The German labour market remains an impressive engine for the entire economy and brings some positive news after a period of rather disappointing macro data
Continued strong headline figures are masking the fact that the German labour market is going through a longer period of transition. Since March 2009, total German employment increased by more than four million. Most jobs have been created in the service sector, many of them in the healthcare and social sector.
The financial industry, as well as most parts of the manufacturing industry, however, saw employment dropping during the same period. Interestingly, some slack in the labour market gradually seems to disappear as the number of people working in the low-wage sector has started to drop since last year and currently stands at some 7.4 million people. While this structural change of the labour market and particularly the lack of qualified workers in some sectors should normally pose an enormous upward pressure on wages, actual data tell a different story.

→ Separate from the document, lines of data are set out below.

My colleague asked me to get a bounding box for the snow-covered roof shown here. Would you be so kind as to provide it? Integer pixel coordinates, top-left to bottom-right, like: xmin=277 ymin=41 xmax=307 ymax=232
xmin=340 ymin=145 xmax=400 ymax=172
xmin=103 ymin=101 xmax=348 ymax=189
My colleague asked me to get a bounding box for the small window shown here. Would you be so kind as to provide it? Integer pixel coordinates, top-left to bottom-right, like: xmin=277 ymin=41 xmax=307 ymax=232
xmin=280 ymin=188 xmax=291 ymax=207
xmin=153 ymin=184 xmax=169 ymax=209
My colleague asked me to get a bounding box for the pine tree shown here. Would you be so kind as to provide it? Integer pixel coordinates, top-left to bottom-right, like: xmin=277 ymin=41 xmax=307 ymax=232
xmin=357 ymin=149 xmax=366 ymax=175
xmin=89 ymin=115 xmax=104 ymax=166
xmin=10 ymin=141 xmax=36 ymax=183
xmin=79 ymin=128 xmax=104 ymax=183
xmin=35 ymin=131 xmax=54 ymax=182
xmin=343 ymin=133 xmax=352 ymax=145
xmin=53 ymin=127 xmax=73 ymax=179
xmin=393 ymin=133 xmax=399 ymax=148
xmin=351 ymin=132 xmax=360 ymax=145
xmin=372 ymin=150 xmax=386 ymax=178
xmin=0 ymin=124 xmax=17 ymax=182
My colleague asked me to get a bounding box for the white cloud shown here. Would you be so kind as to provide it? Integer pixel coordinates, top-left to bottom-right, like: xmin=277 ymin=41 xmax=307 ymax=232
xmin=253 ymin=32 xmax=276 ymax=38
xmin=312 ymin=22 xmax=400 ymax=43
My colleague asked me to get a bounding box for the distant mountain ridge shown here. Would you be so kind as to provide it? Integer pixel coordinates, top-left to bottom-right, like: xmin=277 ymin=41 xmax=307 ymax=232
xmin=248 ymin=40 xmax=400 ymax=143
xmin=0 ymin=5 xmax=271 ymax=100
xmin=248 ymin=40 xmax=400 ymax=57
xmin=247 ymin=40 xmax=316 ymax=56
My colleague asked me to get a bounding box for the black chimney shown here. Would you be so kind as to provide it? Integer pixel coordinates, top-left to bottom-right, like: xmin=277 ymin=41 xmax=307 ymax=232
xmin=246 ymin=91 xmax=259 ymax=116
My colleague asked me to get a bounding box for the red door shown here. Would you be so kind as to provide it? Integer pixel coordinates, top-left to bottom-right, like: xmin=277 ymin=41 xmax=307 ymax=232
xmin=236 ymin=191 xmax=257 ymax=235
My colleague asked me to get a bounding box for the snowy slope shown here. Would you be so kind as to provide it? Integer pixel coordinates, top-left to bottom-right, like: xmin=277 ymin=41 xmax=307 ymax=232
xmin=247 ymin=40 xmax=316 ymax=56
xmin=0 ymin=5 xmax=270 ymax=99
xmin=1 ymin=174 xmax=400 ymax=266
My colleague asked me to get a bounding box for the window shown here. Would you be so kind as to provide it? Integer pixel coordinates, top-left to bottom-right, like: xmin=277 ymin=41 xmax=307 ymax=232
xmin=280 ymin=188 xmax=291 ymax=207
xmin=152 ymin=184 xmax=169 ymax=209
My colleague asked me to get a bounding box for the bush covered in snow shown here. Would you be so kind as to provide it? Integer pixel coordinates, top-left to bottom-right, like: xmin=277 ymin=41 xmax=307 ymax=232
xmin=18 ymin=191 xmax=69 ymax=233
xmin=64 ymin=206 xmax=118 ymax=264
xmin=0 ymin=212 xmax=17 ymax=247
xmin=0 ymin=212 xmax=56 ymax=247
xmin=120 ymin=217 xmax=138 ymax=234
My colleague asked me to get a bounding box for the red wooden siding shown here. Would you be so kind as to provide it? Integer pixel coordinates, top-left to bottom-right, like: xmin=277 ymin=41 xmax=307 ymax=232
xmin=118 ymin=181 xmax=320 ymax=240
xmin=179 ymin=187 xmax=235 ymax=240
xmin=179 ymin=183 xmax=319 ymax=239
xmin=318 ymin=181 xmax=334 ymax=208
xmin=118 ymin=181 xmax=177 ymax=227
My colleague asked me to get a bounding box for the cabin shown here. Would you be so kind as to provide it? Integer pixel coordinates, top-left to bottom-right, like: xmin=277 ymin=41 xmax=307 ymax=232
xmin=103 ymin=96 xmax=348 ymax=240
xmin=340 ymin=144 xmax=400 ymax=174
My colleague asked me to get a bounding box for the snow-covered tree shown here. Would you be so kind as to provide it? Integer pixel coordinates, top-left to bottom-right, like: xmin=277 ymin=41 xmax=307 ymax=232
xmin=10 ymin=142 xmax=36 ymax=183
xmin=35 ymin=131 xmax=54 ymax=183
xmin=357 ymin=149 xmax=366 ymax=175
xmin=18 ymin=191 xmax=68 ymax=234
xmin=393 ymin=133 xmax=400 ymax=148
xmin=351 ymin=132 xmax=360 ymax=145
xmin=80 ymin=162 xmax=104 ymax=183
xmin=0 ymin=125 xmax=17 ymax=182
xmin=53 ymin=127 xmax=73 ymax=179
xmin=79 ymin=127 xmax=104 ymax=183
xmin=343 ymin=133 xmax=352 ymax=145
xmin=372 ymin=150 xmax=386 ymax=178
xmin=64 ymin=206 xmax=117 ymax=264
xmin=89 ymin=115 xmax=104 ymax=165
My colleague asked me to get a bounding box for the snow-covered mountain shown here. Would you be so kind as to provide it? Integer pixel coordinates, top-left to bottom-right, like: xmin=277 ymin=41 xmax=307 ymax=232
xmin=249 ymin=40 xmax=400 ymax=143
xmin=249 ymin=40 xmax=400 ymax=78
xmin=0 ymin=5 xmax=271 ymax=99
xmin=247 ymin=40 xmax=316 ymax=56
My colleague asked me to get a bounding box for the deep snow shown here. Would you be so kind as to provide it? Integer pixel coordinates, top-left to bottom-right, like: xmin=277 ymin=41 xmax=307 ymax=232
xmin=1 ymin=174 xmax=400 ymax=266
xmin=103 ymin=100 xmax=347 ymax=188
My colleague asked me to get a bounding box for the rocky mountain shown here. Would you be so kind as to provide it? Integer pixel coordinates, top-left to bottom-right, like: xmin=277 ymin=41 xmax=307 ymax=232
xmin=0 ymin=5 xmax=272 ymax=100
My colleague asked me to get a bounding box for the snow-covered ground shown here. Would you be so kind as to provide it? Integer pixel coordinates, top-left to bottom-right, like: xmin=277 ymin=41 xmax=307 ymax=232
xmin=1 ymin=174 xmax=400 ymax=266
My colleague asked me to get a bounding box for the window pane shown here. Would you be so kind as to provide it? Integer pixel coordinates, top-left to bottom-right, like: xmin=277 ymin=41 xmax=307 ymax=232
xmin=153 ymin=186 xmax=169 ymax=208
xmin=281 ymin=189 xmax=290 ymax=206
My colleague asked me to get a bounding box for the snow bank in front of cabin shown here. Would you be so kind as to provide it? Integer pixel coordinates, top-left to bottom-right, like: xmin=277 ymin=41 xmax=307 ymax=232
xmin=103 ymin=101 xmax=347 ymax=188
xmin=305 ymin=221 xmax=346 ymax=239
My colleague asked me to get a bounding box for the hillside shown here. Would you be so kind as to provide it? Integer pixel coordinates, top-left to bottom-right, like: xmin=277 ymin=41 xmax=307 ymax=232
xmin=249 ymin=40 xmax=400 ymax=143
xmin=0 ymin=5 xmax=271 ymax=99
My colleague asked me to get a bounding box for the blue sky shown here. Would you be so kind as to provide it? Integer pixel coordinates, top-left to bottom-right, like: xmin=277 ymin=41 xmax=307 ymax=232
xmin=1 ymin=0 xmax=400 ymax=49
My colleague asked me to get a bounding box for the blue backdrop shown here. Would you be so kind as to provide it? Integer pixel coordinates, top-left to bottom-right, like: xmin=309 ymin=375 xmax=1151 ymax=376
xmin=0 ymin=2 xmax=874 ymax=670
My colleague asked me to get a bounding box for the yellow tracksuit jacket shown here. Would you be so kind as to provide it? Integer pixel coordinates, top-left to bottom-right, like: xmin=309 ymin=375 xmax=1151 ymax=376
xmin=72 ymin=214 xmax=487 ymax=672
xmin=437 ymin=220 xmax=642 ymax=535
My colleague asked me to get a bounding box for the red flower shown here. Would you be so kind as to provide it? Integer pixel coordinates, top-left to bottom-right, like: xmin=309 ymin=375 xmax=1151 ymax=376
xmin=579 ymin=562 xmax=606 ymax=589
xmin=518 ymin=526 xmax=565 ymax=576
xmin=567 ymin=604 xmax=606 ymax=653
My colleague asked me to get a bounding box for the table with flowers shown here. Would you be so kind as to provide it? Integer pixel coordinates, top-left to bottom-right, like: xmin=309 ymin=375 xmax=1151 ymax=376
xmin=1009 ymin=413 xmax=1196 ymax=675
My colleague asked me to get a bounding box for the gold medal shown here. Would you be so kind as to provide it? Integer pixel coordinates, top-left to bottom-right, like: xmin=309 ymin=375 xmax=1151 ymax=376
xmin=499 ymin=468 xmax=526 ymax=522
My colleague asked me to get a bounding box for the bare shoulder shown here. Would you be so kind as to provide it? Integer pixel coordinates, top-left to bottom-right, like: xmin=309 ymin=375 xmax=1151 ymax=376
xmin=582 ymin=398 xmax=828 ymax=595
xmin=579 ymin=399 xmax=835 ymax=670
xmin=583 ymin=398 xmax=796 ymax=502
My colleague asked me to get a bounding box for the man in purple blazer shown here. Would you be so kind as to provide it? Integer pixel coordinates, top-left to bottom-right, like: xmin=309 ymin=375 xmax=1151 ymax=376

Yes, nominal wages have and should continue to increase at higher rates than the rest of the Eurozone, but recent wage settlements still look moderate compared with the economic situation. While employment in Germany has grown by some 8% since 2010, labour costs have increased by some 2.2% on an annual average. This compares with 3% employment growth in the entire Eurozone and 1.6% average wage growth.
In our view, these numbers and the broader case of the German labour market nicely show that structural factors are limiting upward pressure on wages despite low unemployment. We think these structural factors include increased globaliastion, automation and digitalisation and all three are increasing competition and putting jobs above pay rises.
All in all, the German labour market remains an impressive engine for the entire economy and brings some positive news after a period of rather disappointing macro data. At the same time, however, the German labour market also suggests that significant wage increases for the entire Eurozone could still be way off.
According to the principle of “if you can’t make it here, you will not make it anywhere”, the German labour market provides further arguments for a dovish tapering by the ECB in the months ahead.